Now that I am back in Perth from the 33rd Australasian Conference on Combinatorial Mathematics and Combinatorial Computing, I can give a summary report of the conference.

Overall the conference was a great success. On the mathematical side there were many interesting talks with all the other plenary talks being good. A brief summary is as follows:

The second plenary talk on Monday was by Barbara Maenhaut from The University of Queensland who spoke on `Graph decompositions and factorisations’. This surveyed recent results in this area.  One was the conjecture that every complete graph of even order has a factorisation into 1-factors such that the union of any two is a Hamiltonian cycle. Such factorisations are called perfect 1-factorisations.

Both plenary talks on Tuesday mentioned the work of our own Gordon Royle. The first was by Adrian Bondy from the Institut Camille Jordan,  who spoke on ‘Aspects of Reconstruction’. The original reconstruction conjecture is that every graph on at least three vertices can be recognised from the set of subgraphs formed from it by deleting a vertex.   Adrian spoke about recent work on a variation of the problem where for each vertex you complement the sets of incident edges. It is conjectured that any graph on at least 4 vertices in switching reconstuctible.  Gordon got a mention, as along with Mark Ellingham, he has proved that this is true for triangle free graphs.  There is also a version in the digraph case where for each vertex v you take the graph formed by switching the direction of the arcs incident with v.

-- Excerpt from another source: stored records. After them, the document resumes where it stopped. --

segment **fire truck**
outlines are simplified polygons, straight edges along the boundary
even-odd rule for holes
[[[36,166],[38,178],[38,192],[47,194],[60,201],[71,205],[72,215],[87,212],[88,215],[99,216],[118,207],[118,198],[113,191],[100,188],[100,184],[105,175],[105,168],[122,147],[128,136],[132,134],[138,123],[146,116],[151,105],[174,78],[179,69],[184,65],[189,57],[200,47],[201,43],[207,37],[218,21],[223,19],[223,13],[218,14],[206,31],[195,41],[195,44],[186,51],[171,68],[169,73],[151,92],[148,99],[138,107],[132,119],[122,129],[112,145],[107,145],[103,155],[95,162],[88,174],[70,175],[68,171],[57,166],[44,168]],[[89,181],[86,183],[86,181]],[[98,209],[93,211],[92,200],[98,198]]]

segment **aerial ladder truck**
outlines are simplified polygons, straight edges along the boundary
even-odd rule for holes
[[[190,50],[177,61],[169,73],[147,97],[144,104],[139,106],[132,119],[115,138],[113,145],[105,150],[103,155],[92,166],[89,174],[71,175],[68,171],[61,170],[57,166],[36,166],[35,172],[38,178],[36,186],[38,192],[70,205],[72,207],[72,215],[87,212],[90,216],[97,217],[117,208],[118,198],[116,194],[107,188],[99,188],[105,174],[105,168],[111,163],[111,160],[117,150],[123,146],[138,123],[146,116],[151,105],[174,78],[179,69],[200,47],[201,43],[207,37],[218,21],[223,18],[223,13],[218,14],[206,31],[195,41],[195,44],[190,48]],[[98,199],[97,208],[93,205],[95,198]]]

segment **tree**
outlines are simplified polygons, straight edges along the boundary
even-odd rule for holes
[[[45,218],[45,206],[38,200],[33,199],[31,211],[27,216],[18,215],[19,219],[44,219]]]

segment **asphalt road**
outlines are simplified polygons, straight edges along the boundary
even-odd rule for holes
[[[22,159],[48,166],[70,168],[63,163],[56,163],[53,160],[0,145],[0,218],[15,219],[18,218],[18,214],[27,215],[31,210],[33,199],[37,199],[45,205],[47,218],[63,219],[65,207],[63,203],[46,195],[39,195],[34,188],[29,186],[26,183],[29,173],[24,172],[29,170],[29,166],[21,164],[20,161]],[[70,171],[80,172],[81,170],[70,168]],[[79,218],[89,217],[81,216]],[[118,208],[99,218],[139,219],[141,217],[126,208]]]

The second was by Luis  Goddyn from Simon Fraser University who spoke on `Excluded minors for bicirculant matroids’.  A circular matroid of a graph has elements the edges of the graph and the minimal dependent sets are the cycles.  A bicircular matroid for a graph has minimal dependent sets the connected subgraphs consisting of two cycles.  They currently have a list of 27 excluded minors and believe this is complete but have a small number of cases of possible ranks and number of elements which need to be checked. This used Gordon’s catalogue with Dillon Mayhew for small matroids.  The talk was also notable for Luis’s interesting dress sense.

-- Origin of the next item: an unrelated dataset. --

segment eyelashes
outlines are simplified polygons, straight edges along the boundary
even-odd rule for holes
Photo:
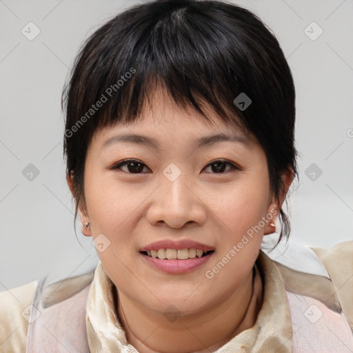
[[[221,167],[222,165],[228,165],[230,167],[230,170],[224,172],[225,168],[223,168]],[[119,162],[117,164],[114,164],[110,169],[112,170],[122,170],[122,167],[125,166],[127,166],[128,170],[127,172],[125,171],[125,172],[128,174],[142,174],[141,172],[145,167],[146,168],[148,168],[147,165],[143,163],[141,161],[139,161],[137,159],[126,159],[125,161]],[[219,168],[220,166],[221,168]],[[211,163],[208,163],[205,168],[208,167],[214,168],[215,168],[216,170],[217,170],[216,172],[213,172],[210,174],[228,174],[229,172],[232,172],[234,170],[241,170],[241,168],[239,167],[224,159],[216,159],[214,161],[212,161]],[[132,170],[132,172],[131,172],[131,170]]]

Jaroslav Nesetril from Charles University spoke on `Existence vs Counting (on large and sparse structures).’ The main idea was to take a family of graphs and then form a new family of graphs consisting of all graphs in the original family plus those obtained by either contracting an edge or deleting a vertex. This process can be repeated. If you eventually obtain all graphs the original class is call somewhere dense while if you don”t it is called nowhere dense. For example, the set of planar graphs is nowhere dense while the set of all graphs of valency at most 3 is somewhere dense.

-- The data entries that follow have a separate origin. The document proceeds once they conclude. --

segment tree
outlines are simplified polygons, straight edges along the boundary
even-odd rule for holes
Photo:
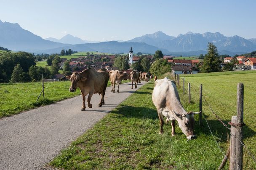
[[[19,64],[14,67],[13,71],[11,74],[10,82],[11,83],[19,83],[22,82],[22,73],[23,69]]]
[[[61,50],[61,55],[65,55],[66,52],[65,52],[65,50]]]
[[[70,71],[70,69],[69,68],[69,62],[68,60],[66,60],[64,62],[64,65],[63,65],[63,72],[65,72],[66,71]]]
[[[153,56],[153,58],[154,59],[163,58],[163,53],[162,53],[162,51],[156,50]]]
[[[171,64],[168,63],[167,60],[161,59],[156,60],[152,64],[149,71],[152,74],[159,76],[171,71]]]
[[[203,59],[203,58],[205,58],[205,56],[203,56],[203,54],[201,54],[200,55],[199,55],[199,56],[198,57],[198,58],[200,59]]]
[[[213,44],[209,42],[207,50],[208,53],[205,56],[201,71],[205,73],[221,71],[221,61],[219,60],[219,55],[217,47]]]
[[[143,71],[143,68],[140,65],[139,61],[136,61],[131,65],[131,67],[134,70],[138,70],[139,71]]]
[[[129,57],[128,56],[120,56],[115,58],[114,66],[118,67],[120,70],[126,70],[128,69]]]
[[[144,71],[147,72],[150,68],[150,61],[148,58],[144,57],[141,61],[141,65]]]
[[[68,53],[69,53],[69,55],[71,55],[71,54],[72,54],[72,50],[71,50],[71,49],[70,49],[69,48],[69,49],[68,52]]]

The final plenary talk was by Edy Baskoro from the Institut Teknologi Bandung, Indonesia,  who spoke `On the existence of almost moore digraphs.’ The maximal number of vertices of a graph of diameter d and valency k is at most $1+k+k^2+\ldots+k^d$.  A graph meeting this bound is called a Moore graph (see this earlier post),  while a graph whose number of vertices is 1 less than this bound is called an almost Moore graph. Similar questions can be asked in the directed case.

On the social side of things, the conference excursion was a trip to the Tamburlaine winery where we did some wine tasting and had a tour of the winery. We then went to another winery for lunch where we had the best conference excursion lunch I have ever had. The conference dinner was at Customs House where we were well fed and there was even a band. The best student talk prize was shared by Joanne Hall from RMIT and Beata Faller from the University of Canterbury.